Tapping former Today talent isn't even a new move, actually, as NBC brought Meredith Vieira in to broadcast the Opening Ceremony with Lauer and Kotb at the 2016 Summer Olympics in Rio de Janeiro. Vieira left Today in 2011.
But Kelly's the new girl in town nonetheless, and with that has come a period of adjustment. Also in January, even before the Olympics "controversy," Jane Fonda had revived old tensions by pointedly referencing her September conversation with Kelly that turned contentious when the host asked the Oscar winner about plastic surgery.
When back on Today talking to Kotb and Guthrie, the Grace and Frankie actress' co-star Lily Tomlin made a joke about face lifts and Fonda quipped, "Who are you, Megyn Kelly?"
A few days later at Sundance, when asked about their exchange, which occurred during Kelly's first week on the job, Fonda told Variety, "I was stunned. It was so inappropriate. It showed that she's not that good an interviewer."
Kelly decided it was time to defend herself, devoting 10 minutes of Megyn Kelly Today (aka Today show hour No. 3) to explaining why Fonda shouldn't be so quick to judge. The move received mixed reviews, with some feeling Fonda had been unfair to Kelly, so good for her, and others thinking Kelly hit below the belt in invoking Fonda's anti-Vietnam War activism, which in the 1970s was interpreted as being disparaging to American troops and earned her the nickname of "Hanoi Jane."
The day after Kelly's pointed rebuke of Fonda, a pre-taped segment aired during Megyn Kelly Today, prompting speculation that there was a connection between the Fonda bit and her not being live.
A source told E! News that there was no there there. Rather, they had shot the segment immediately following Kelly's live show the previous day, and it had been a conscious decision to pre-tape the package because it was about sex trafficking, an especially serious, sensitive subject. Moreover, they had taped shows before, so there was nothing suspicious about it.

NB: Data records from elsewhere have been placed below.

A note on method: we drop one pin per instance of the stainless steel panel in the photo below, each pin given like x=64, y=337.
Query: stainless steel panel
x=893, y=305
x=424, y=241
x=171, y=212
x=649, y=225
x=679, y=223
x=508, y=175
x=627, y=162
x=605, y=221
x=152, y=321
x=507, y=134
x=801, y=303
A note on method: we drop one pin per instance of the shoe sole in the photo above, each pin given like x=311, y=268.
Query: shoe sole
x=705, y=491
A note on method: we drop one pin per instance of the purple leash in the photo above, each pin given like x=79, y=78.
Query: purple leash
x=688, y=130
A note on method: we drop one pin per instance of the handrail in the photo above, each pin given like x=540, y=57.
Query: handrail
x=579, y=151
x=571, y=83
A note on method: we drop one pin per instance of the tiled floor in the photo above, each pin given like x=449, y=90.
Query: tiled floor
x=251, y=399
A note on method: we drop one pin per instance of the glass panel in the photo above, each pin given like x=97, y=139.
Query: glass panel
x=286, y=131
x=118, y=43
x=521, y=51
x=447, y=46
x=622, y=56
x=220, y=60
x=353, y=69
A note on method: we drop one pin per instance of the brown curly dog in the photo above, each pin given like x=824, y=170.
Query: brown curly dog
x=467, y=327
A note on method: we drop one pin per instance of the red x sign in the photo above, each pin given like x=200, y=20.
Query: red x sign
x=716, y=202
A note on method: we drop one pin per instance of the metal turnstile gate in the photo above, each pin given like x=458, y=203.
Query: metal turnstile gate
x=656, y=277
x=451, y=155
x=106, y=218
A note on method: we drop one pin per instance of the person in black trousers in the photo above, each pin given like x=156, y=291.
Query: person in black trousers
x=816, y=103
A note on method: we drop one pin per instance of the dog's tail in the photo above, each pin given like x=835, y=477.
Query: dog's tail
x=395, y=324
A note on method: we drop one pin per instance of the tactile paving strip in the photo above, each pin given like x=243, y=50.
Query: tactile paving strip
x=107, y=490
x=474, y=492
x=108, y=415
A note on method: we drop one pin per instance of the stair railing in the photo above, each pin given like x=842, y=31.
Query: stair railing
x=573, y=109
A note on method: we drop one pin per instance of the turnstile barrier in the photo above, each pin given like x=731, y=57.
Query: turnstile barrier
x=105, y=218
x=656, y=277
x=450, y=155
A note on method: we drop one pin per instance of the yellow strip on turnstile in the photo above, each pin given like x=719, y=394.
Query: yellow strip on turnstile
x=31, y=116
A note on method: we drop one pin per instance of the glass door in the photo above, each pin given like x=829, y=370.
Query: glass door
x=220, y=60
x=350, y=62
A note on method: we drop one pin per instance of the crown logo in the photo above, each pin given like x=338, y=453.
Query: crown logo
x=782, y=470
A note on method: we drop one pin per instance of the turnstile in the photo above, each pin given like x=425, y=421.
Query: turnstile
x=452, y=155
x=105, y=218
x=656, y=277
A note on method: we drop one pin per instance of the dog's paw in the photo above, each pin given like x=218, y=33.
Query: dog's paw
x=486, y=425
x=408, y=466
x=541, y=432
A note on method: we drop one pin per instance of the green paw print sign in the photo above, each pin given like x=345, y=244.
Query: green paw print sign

At the end of that long, long January, Kelly—who would go on to hold down the fort in New York while Kotb, Guthrie and Al Roker were in Pyeongchang—joined NBC Nightly News anchor Lester Holt in Washington, D.C., for the network's coverage of the president's first State of the Union address.
And as Today's fortunes have risen, so have Kelly's. By the end of January her hour was averaging 2.9 million viewers—its highest viewership yet—and last week ended with Today winning the coveted ages-25-to-54 demo for the 114th straight week, according to AdWeek's TV Newser. Today also enjoyed its first February sweeps win since 2012, averaging 4.47 million total viewers and 1.64 million in the demo, beating Good Morning America and CBS This Morning.
Meanwhile, we've heard that Guthrie, Kotb and Kelly all get along just fine—and just as importantly, Kelly's colleagues have publicly supported her since day one.
"I think she's got the eyes of the world upon her and I think everybody can relate to how nerve-wracking that is," Guthrie told Andy Cohen on Watch What Happens Live in September, after the first round of Fonda headlines had been made. "But I think she's awesome, I think the show looks fantastic. I mean, it looks beautiful. And we're thrilled to have her. She's doing a lot—she has a lot of different things she can do and I think she's awesome."
And without fail, no matter what's happening in the headlines, the ladies (and Al Roker) continue to gather every morning in the Today show plaza at 30 Rock, to chat with the crowd and each other and get their audience's day started on the right foot. It's the Today show way, whoever is warming the seats.